From these considerations it is obvious, and indeed it seems to be a necessary consequence from them, that the general proposition stated by the court, that “ if the defendant caused the shares of stock belonging to the plaintiff to be transferred to himself in such a way and under such circumstances that they were not afterwards to be traced or distinguished from other shares held by the defendant, such a transfer, if made without the plaintiff’s authority, could not be justified by any usage to that effect among brokers,” was correct. And having thus violated his duty, by making a disposition of the stock which was unauthorized and unjustifiable, he became immediately responsible for the value of the property with which he had been entrusted. It was in effect a conversion of it to his own use ; and the well established rule in reference to compensation to be made or damages recovered in such cases is the market value of the property at the time of its conversion. Pierce v. Benjamin, 14 Pick. 361. Weld v. Oliver, 21 Pick. 559.

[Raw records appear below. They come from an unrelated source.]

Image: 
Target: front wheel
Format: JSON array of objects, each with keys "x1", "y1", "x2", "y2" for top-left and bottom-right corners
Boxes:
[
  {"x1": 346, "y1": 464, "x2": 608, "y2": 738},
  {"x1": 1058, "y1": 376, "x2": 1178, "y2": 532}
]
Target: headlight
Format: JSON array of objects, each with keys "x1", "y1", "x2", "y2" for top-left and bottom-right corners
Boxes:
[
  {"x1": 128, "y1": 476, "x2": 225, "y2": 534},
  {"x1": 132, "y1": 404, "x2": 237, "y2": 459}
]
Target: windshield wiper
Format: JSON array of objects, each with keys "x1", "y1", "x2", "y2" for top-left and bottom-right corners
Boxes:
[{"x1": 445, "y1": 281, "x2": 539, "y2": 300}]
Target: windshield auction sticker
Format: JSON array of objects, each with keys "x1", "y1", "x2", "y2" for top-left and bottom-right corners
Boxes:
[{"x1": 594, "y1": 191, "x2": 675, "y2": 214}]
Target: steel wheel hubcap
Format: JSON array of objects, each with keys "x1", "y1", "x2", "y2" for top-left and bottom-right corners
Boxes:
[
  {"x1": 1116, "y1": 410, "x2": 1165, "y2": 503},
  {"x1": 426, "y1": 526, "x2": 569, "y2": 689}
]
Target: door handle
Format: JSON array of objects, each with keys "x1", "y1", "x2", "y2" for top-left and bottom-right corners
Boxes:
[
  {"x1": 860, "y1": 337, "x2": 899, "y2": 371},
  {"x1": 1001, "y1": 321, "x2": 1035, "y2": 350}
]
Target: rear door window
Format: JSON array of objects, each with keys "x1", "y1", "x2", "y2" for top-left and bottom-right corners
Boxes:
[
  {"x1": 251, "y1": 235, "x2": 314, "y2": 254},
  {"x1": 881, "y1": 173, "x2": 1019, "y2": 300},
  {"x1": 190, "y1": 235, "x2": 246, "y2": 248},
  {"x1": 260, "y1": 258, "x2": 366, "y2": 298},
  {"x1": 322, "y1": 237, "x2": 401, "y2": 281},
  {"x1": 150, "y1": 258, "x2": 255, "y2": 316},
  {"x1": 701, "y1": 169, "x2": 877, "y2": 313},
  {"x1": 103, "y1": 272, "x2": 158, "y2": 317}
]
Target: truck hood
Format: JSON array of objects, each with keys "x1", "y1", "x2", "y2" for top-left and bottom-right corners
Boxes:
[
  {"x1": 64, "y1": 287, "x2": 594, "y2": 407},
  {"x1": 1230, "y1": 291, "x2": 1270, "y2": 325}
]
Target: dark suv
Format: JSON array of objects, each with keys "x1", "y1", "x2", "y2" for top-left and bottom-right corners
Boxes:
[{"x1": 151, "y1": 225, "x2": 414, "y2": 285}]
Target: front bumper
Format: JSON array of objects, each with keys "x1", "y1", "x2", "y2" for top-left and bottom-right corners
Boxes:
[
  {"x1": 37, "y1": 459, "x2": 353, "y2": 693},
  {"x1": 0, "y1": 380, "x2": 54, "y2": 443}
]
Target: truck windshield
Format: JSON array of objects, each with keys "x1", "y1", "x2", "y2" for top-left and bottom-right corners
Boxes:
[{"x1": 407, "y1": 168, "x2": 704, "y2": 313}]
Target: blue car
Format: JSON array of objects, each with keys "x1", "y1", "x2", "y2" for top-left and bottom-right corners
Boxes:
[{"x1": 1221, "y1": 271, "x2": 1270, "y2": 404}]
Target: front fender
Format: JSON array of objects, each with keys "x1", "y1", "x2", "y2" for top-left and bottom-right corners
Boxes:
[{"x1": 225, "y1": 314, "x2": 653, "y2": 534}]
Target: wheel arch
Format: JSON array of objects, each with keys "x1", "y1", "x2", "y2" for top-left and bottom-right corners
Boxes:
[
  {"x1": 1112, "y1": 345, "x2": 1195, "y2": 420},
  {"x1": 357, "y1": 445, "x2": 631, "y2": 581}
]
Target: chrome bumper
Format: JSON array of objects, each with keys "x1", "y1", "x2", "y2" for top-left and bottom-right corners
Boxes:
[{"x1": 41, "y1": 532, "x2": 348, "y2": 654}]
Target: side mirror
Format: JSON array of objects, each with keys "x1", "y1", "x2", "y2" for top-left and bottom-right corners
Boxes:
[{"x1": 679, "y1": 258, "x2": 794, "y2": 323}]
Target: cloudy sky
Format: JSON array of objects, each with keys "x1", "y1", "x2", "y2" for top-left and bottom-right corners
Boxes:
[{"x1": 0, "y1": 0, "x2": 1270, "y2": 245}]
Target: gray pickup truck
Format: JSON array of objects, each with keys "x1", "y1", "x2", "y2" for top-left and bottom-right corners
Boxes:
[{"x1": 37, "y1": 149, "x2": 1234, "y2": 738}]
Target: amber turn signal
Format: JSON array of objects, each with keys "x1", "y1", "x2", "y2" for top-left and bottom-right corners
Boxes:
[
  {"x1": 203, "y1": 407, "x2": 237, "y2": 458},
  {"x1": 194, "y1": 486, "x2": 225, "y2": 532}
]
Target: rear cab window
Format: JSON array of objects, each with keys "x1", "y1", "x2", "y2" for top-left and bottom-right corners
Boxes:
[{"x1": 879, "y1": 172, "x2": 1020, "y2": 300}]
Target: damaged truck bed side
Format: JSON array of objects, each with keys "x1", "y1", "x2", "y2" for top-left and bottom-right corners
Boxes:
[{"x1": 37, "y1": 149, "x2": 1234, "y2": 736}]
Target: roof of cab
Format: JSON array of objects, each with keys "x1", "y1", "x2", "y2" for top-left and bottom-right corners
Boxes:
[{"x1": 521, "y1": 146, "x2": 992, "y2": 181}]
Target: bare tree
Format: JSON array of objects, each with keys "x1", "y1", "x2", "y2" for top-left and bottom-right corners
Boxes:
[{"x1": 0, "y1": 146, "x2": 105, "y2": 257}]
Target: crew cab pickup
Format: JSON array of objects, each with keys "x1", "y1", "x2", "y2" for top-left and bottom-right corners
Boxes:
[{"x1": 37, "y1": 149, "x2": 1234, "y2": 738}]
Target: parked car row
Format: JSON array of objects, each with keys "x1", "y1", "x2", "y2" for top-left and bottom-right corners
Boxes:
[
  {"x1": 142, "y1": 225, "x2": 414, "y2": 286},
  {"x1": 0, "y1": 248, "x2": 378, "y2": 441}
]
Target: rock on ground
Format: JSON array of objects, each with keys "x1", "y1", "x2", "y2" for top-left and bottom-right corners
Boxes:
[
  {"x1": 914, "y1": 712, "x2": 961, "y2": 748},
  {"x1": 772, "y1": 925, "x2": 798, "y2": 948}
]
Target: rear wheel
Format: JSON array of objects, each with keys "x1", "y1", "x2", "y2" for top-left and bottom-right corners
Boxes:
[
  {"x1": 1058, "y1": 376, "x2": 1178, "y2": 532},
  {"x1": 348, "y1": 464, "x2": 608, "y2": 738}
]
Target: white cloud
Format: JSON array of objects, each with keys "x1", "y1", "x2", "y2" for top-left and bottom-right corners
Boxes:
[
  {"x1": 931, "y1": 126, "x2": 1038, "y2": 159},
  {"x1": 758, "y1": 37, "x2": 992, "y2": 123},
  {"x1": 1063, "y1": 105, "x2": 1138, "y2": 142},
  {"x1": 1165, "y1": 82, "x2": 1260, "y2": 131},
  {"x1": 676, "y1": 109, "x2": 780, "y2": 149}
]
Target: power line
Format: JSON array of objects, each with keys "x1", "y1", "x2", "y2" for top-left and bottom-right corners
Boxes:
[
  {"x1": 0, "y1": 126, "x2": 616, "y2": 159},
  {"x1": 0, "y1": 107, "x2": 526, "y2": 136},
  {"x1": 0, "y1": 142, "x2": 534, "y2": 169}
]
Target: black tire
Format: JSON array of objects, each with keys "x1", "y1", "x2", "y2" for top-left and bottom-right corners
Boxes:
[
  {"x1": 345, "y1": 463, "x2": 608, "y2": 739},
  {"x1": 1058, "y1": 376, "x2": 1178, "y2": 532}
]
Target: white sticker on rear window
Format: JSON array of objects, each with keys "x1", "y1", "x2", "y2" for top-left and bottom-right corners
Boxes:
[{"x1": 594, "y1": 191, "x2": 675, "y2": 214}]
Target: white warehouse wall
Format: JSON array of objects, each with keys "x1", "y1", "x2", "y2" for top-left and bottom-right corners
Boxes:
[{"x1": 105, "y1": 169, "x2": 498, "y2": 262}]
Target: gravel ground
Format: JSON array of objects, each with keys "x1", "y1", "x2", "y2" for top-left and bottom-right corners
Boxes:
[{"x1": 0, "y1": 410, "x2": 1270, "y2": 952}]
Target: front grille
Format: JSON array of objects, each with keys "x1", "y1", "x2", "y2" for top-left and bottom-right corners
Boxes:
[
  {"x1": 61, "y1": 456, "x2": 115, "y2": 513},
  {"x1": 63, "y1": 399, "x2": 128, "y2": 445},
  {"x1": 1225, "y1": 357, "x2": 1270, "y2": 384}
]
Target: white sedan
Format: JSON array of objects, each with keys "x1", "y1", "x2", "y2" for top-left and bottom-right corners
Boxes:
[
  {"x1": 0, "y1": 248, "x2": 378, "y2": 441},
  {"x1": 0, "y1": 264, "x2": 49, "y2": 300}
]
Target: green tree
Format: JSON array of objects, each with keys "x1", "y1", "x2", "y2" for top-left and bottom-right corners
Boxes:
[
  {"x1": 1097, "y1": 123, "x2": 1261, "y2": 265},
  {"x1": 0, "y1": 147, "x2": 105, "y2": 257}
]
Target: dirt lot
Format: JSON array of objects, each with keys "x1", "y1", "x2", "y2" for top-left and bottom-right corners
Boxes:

It is no defence to a claim arising under an unlawful conversion of property by such an unauthorized proceeding as this, that the defendant was at all times afterward either actually possessed of, or had the means of immediately obtaining, other shares of stock in the same company of equal value with those disposed of, which he was ready and intended, whenever called upon, to substitute for those belonging to the plaintiff, which he had disposed of. The misappropriation had already taken place, the wrong had been done, and the right to an adequate remedy had already accrued. The shares which the plaintiff had owned could no longer be identified ; and there was no pretence therefore that they could ever be restored to him. He was not bound to take others in their stead, but was entitled to recompense for those which had been unlawfully taken from him.

But the whole claim of the plaintiff seems to have been fully established under the last and preceding instructions of the court; for it appears that before the commencement of the action the whole of the thirteen shares had been actually transferred by the defendant to other parties. Four of them were sold to Russell on the 11th of April 1855, and he paid twenty two dollars for each of them. The remaining nine shares were on the same day transferred by the defendant to himself on the books of the company; and these were afterwards conveyed by him to some party unknown to the plaintiff. When this conveyance took place is uncertain, but it must have been before the 15th of November following, for on that day no stock stood on the books of the company in the name of the defendant. He had in the mean time sold them for cash or upon credit; and in either case he had, as has been shown, made himself responsible to the plaintiff for the value of the several shares. And for this the present action may be maintained. It was for the jury to determine, upon all the evidence, what sum was realized for the stock and what the plaintiff was entitled to recover for it.

And he may maintain this action without reconveying, or giving to the defendant a power of attorney to reconvey, the thirteen shares specified in the certificate which was sent to him by the defendant on the 19th of January 1856. These shares and this certificate were never accepted by the plaintiff ; the certificate was put into his hands, but he never recognized it as conveying to him any property, or conferring upon him any right, or imposing upon him any duty. He tendered it first to the defendant, and afterwards left it for his use in the hands of Irish. He was bound to do no more. It is not like the case of a bargain rescinded on account of fraud or of some unperformed condition, or the occurrence of a specified contingency, where restitution is to be made before an action can be maintained. The plaintiff had not received or become the owner of anything, and therefore there was nothing for him to restore.

On the whole, it appearing that all the rulings and instructions given to the jury were substantially correct, that they covered all the propositions contained in the several prayers preferred to the court on the part of the defendant, and that the facts show that the plaintiff had a just and meritorious cause of action against him, the exceptions must be overruled and judgment entered on the verdict.